Primetime Emmy Award For Outstanding Supporting Actress In A Comedy Series

This is a list of winners of the Primetime Emmy Award for Outstanding Supporting Actress in a Comedy Series.

Read more about Primetime Emmy Award For Outstanding Supporting Actress In A Comedy Series:  Superlatives, Winners and Nominees, Multiple Nominations For Supporting Actress, Multiple Awards For Lead, Supporting and Guest Actress Combined, Multiple Nominations For Lead, Supporting and Guest Actress Combined, See Also

Famous quotes containing the words award, outstanding, supporting, actress, comedy and/or series:

    The award of a pure gold medal for poetry would flatter the recipient unduly: no poem ever attains such carat purity.
    Robert Graves (1895–1985)

    The theater is a baffling business, and a shockingly wasteful one when you consider that people who have proven their worth, who have appeared in or been responsible for successful plays, who have given outstanding performances, can still, in the full tide of their energy, be forced, through lack of opportunity, to sit idle season after season, their enthusiasm, their morale, their very talent dwindling to slow gray death.

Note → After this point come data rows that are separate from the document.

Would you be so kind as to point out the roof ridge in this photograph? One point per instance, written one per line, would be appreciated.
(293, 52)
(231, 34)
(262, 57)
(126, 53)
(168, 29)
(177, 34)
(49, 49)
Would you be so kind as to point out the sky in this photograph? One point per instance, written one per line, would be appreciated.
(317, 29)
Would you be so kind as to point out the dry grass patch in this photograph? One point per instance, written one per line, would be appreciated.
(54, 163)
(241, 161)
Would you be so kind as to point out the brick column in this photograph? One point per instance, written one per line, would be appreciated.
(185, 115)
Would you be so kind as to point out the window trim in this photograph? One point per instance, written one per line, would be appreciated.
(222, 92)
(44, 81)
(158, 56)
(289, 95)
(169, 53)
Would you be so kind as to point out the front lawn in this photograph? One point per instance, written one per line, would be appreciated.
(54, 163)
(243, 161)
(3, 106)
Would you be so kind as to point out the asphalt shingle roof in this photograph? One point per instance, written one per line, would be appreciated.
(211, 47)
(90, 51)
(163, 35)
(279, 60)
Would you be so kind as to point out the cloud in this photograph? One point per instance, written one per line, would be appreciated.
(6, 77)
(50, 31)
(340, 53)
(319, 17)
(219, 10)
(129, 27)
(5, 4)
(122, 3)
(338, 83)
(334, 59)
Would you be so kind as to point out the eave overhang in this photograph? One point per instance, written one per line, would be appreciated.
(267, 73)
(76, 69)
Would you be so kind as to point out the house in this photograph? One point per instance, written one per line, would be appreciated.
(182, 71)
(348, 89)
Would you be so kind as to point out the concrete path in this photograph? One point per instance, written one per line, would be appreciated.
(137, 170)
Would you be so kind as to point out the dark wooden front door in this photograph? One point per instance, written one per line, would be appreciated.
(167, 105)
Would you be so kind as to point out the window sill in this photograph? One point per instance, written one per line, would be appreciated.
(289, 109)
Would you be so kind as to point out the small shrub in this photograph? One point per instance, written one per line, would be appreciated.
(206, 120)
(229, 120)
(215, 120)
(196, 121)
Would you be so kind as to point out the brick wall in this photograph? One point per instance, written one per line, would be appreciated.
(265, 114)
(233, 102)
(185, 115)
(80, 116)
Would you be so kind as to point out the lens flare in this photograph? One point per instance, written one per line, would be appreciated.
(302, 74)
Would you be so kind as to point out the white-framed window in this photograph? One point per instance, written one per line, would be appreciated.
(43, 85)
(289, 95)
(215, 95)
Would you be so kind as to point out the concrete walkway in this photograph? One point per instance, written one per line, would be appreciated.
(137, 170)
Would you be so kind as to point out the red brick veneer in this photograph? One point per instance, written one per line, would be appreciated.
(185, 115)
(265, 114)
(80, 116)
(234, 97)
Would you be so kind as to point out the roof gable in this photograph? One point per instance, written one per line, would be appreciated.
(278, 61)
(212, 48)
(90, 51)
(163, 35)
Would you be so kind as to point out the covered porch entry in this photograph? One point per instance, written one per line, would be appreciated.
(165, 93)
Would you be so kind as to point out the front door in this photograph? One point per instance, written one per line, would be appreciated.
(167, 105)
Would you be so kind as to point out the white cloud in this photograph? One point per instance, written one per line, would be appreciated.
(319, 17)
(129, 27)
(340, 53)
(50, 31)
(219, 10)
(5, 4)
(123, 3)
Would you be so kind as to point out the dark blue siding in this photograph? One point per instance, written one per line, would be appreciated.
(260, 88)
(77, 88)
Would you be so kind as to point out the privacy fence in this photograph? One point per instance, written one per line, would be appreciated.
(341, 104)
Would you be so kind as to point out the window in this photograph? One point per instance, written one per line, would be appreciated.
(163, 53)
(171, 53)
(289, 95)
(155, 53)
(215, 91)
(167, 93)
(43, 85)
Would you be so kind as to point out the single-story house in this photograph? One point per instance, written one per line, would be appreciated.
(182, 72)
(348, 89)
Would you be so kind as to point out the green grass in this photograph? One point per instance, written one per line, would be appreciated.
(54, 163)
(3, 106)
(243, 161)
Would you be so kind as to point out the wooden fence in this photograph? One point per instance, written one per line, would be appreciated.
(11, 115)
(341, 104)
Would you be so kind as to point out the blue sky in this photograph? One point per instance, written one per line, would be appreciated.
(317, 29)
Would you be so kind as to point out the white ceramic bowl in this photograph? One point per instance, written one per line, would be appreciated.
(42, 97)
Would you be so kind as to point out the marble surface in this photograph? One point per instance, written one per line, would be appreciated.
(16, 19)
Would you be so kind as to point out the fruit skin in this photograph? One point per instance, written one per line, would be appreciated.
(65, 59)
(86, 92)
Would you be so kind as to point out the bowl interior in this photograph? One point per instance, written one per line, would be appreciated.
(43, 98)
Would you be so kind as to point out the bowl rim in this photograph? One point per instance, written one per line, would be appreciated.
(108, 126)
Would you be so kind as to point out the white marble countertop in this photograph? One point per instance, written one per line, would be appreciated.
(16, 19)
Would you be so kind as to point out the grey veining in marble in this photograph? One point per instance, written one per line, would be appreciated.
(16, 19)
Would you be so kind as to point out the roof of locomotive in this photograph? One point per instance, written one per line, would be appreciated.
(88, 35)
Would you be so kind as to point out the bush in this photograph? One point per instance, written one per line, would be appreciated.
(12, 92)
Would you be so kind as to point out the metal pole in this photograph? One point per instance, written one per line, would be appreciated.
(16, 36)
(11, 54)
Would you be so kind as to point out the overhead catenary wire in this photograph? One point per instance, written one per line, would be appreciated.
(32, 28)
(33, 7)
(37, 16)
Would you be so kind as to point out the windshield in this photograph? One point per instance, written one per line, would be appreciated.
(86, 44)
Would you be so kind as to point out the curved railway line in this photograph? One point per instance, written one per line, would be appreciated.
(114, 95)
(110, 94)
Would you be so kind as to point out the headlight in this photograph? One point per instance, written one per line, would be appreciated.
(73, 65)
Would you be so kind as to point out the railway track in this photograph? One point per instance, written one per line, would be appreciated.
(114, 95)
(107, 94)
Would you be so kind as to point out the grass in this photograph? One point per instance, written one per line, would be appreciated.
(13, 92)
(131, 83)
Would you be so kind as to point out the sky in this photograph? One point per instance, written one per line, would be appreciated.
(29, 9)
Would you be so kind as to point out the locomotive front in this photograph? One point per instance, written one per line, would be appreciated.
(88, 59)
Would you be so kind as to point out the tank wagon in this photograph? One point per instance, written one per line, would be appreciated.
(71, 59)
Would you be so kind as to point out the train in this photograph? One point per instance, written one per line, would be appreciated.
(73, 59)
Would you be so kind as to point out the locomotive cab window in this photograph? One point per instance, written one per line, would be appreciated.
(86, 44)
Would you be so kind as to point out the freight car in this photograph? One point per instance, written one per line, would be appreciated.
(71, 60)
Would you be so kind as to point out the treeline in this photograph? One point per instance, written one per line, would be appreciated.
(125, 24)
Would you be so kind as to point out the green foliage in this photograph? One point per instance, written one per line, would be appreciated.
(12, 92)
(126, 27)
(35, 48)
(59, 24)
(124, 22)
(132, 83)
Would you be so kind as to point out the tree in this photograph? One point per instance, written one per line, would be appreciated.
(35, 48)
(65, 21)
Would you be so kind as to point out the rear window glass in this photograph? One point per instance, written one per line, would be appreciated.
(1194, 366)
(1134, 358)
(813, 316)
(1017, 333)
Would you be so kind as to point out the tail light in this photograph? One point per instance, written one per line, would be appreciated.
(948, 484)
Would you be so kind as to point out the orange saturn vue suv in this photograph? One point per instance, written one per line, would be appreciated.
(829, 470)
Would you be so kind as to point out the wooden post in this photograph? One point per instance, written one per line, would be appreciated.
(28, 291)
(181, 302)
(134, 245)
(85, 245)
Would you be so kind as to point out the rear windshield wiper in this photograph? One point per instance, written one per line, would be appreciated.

Of finances we will not even speak; it is too sad a tale.
    Ilka Chase (1905–1978)

    There would be no supporting life were we to feel quite as poignantly for others as we do for ourselves.
    Samuel Richardson (1689–1761)

    An actress reading a part for the first time tries many ways to say the same line before she settles into the one she believes suits the character and situation best. There’s an aspect of the rehearsing actress about the girl on the verge of her teens. Playfully, she is starting to try out ways to be a grown-up person.
    Stella Chess (20th century)

    Unless comedy touches me as well as amuses me, it leaves me with a sense of having wasted my evening. I go to the theatre to be moved to laughter, not to be tickled or bustled into it.
    George Bernard Shaw (1856–1950)

    Through a series of gradual power losses, the modern parent is in danger of losing sight of her own child, as well as her own vision and style. It’s a very big price to pay emotionally. Too bad it’s often accompanied by an equally huge price financially.